¿Hasta qué punto puede el ser humano intervenir en el proceso de creación y mejora de su propia existencia? ¿Y hasta qué punto debe? Ninguna de las dos preguntas tiene una respuesta definitiva, pero la segunda cobra mayor importancia a medida que la ciencia va ampliando las posibilidades de la primera. Hoy la ciencia está llegando a una nueva encrucijada conocida como edición genómica que de nuevo nos hace cuestionarnos dónde están los límites de lo que es lícito o no, cuando se trata de tunear los procesos de la naturaleza humana.
Uno de las primeros relatos literarios de la historia de la ciencia ficción es el intento del médico Victor Frankenstein de recrear artificialmente un ser humano de carne y hueso. Con el progreso de la ciencia, la fantasía de Mary Shelley de practicar la ingeniería biológica humana ha ido tornándose realidad en formas cada vez más sofisticadas.
A lo largo de los años hemos vivido la aparición de los trasplantes, las técnicas de reproducción asistida, las tecnologías genéticas, la generación de órganos y tejidos a partir de células madre, los intentos de clonación humana o el desarrollo de prótesis que ya no son patas de palo, sino miembros biomecánicos capaces de responder a las órdenes cerebrales de sus dueños.

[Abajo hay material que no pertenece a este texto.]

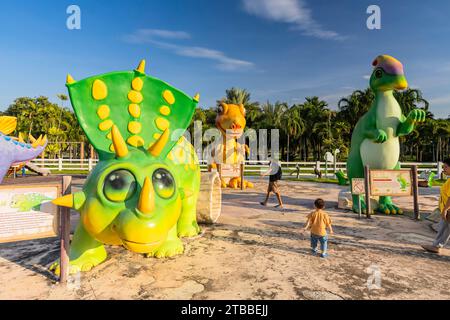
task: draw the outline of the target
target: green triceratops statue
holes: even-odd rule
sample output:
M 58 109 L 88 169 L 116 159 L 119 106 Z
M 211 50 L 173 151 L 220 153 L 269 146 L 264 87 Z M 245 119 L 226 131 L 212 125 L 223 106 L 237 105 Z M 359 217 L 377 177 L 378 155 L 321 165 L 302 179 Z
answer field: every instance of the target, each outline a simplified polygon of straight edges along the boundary
M 104 244 L 146 256 L 183 252 L 179 237 L 200 232 L 196 205 L 200 168 L 183 133 L 199 95 L 191 98 L 134 71 L 75 81 L 67 87 L 77 119 L 99 155 L 82 191 L 53 203 L 80 212 L 70 246 L 70 273 L 106 259 Z M 59 274 L 59 262 L 51 270 Z

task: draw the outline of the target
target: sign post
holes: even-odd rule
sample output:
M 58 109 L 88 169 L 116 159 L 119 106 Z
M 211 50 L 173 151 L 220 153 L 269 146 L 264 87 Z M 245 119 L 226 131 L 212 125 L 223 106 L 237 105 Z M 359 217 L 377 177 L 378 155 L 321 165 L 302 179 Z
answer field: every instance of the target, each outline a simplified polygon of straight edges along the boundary
M 372 206 L 370 204 L 370 169 L 369 166 L 364 166 L 364 188 L 366 189 L 366 218 L 370 219 L 370 213 L 372 211 Z
M 241 190 L 244 190 L 244 162 L 241 162 Z
M 63 195 L 70 194 L 71 192 L 72 177 L 63 177 Z M 60 219 L 61 219 L 61 258 L 60 258 L 60 284 L 66 284 L 69 276 L 69 248 L 70 248 L 70 208 L 59 207 Z
M 352 194 L 358 195 L 358 219 L 361 219 L 361 195 L 366 193 L 365 179 L 364 178 L 353 178 L 352 179 Z
M 413 165 L 411 171 L 412 171 L 413 196 L 414 196 L 414 218 L 416 220 L 420 220 L 419 181 L 417 179 L 417 166 Z

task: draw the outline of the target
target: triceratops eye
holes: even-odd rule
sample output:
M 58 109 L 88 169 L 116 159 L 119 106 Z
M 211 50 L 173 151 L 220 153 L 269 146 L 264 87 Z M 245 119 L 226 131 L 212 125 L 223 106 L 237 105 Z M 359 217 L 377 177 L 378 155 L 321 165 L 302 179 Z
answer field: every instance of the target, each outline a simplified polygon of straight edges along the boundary
M 375 71 L 375 78 L 380 79 L 383 76 L 383 71 L 380 69 Z
M 166 169 L 156 169 L 152 176 L 153 188 L 158 196 L 168 199 L 175 193 L 175 180 Z
M 124 169 L 115 170 L 108 174 L 103 185 L 105 197 L 113 202 L 128 200 L 136 190 L 136 178 Z

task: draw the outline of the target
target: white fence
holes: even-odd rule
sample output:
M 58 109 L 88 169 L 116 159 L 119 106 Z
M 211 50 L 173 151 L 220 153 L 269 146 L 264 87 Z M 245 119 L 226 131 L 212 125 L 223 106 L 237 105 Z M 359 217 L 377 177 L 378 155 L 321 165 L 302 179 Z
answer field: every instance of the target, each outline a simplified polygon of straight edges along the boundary
M 32 161 L 38 167 L 50 169 L 52 172 L 58 171 L 91 171 L 97 164 L 98 159 L 34 159 Z M 245 174 L 258 175 L 261 172 L 267 171 L 269 161 L 245 161 Z M 342 170 L 346 172 L 345 162 L 325 163 L 325 162 L 280 162 L 283 170 L 283 176 L 288 177 L 315 177 L 315 171 L 320 171 L 322 177 L 335 178 L 334 172 Z M 437 177 L 441 176 L 442 163 L 440 162 L 403 162 L 402 168 L 410 168 L 417 165 L 419 173 L 425 170 L 431 170 L 436 173 Z M 200 168 L 202 171 L 207 171 L 206 160 L 200 160 Z

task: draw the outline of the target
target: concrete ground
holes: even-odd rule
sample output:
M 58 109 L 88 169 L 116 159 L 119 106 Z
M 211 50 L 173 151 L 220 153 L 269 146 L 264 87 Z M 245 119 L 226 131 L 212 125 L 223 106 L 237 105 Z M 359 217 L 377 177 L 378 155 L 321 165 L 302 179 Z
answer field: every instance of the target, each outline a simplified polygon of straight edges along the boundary
M 107 247 L 106 262 L 58 286 L 47 267 L 58 240 L 0 244 L 0 299 L 450 299 L 450 252 L 426 253 L 432 223 L 404 216 L 357 215 L 337 209 L 342 187 L 281 182 L 285 209 L 259 204 L 266 182 L 225 190 L 218 223 L 184 240 L 185 254 L 144 258 Z M 438 189 L 421 189 L 423 212 Z M 310 254 L 301 228 L 322 197 L 333 220 L 327 259 Z M 412 199 L 398 199 L 412 209 Z

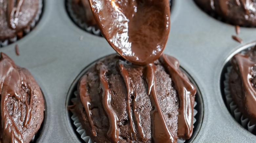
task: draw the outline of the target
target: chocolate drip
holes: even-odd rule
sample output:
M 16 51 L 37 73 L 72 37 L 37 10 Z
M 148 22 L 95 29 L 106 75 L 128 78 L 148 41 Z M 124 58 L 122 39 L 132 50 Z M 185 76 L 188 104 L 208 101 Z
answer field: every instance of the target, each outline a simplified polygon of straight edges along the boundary
M 97 69 L 99 71 L 101 87 L 103 90 L 102 106 L 109 122 L 109 128 L 107 134 L 111 141 L 117 143 L 119 138 L 119 128 L 117 126 L 118 119 L 111 106 L 111 91 L 109 88 L 106 76 L 107 71 L 107 68 L 102 63 L 100 63 L 97 65 Z
M 91 101 L 90 95 L 88 93 L 88 90 L 86 87 L 87 81 L 87 75 L 86 75 L 82 77 L 79 83 L 78 91 L 81 101 L 86 113 L 91 127 L 92 127 L 92 133 L 93 135 L 96 136 L 97 135 L 97 132 L 92 119 L 92 113 L 91 111 Z
M 151 114 L 153 139 L 157 143 L 176 143 L 177 139 L 170 132 L 159 106 L 157 92 L 156 69 L 154 64 L 147 65 L 146 79 L 148 86 L 148 94 L 151 95 L 152 106 L 154 107 Z
M 130 135 L 132 133 L 134 138 L 136 140 L 137 137 L 136 136 L 135 129 L 133 126 L 133 118 L 132 115 L 132 110 L 131 109 L 131 94 L 132 93 L 133 91 L 130 86 L 130 77 L 129 77 L 129 75 L 128 74 L 128 72 L 127 72 L 127 71 L 124 69 L 124 67 L 123 67 L 123 65 L 121 62 L 121 61 L 119 62 L 119 65 L 120 72 L 121 73 L 122 76 L 123 77 L 124 80 L 124 82 L 125 83 L 125 85 L 126 87 L 126 89 L 127 90 L 127 112 L 128 113 L 128 117 L 129 117 L 129 120 L 130 120 L 129 132 Z
M 160 60 L 169 71 L 179 94 L 178 136 L 188 139 L 193 133 L 194 101 L 191 98 L 196 94 L 196 88 L 187 77 L 179 69 L 179 63 L 177 59 L 163 54 Z
M 14 0 L 9 0 L 8 3 L 7 20 L 10 28 L 15 29 L 18 24 L 18 16 L 20 11 L 23 2 L 25 0 L 16 0 L 14 6 Z
M 135 95 L 136 95 L 136 93 L 135 93 Z M 137 123 L 137 127 L 138 128 L 138 132 L 139 135 L 139 139 L 141 140 L 143 140 L 145 138 L 145 135 L 144 133 L 143 129 L 142 128 L 142 126 L 141 126 L 141 124 L 140 122 L 140 115 L 138 113 L 137 109 L 138 104 L 137 103 L 137 98 L 136 98 L 136 96 L 135 96 L 134 98 L 133 112 L 134 114 L 134 116 L 135 117 L 136 122 Z
M 248 56 L 242 54 L 235 55 L 231 59 L 231 63 L 236 70 L 239 72 L 242 79 L 242 102 L 245 105 L 248 113 L 252 117 L 256 117 L 256 90 L 252 86 L 251 80 L 252 78 L 252 68 L 256 65 L 256 62 L 252 61 Z

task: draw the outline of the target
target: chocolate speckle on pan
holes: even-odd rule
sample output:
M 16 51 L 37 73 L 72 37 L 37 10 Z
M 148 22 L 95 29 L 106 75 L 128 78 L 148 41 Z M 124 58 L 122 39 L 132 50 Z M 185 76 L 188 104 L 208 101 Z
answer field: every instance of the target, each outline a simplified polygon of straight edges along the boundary
M 17 56 L 20 55 L 20 51 L 19 50 L 19 46 L 17 44 L 15 45 L 15 52 L 16 53 Z
M 236 41 L 237 41 L 238 42 L 239 42 L 240 43 L 242 43 L 243 42 L 243 40 L 242 40 L 241 38 L 238 37 L 237 36 L 232 35 L 232 38 L 234 40 L 235 40 Z
M 236 26 L 236 33 L 237 35 L 239 35 L 240 34 L 240 26 L 239 25 Z

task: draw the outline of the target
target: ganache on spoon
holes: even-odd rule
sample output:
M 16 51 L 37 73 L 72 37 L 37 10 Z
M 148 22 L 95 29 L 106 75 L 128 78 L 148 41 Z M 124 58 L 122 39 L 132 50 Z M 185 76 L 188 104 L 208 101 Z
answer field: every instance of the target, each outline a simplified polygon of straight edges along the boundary
M 161 56 L 170 31 L 168 0 L 89 0 L 103 36 L 124 58 L 151 63 Z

Tijeras para cortar y pegar genes
La última de estas revoluciones está en marcha ahora. En los años recientes se han desarrollado sistemas que permiten modificar los genes de la célula de una manera mucho más sencilla, eficaz y barata de lo que hasta ahora era posible. Entre estas herramientas destaca CRISPR-Cas9, nacida casi de la casualidad.
A finales del siglo pasado se descubrió que muchas bacterias llevaban en sus genes una serie de secuencias de ADN repetidas, separadas entre sí por otros fragmentos variables. Dado que se desconocía para qué servían, en 2002 se les puso un nombre simplemente descriptivo: Repeticiones Palindrómicas Cortas Agrupadas y Regularmente Espaciadas; o por sus siglas en inglés, CRISPR (pronunciado "crisper").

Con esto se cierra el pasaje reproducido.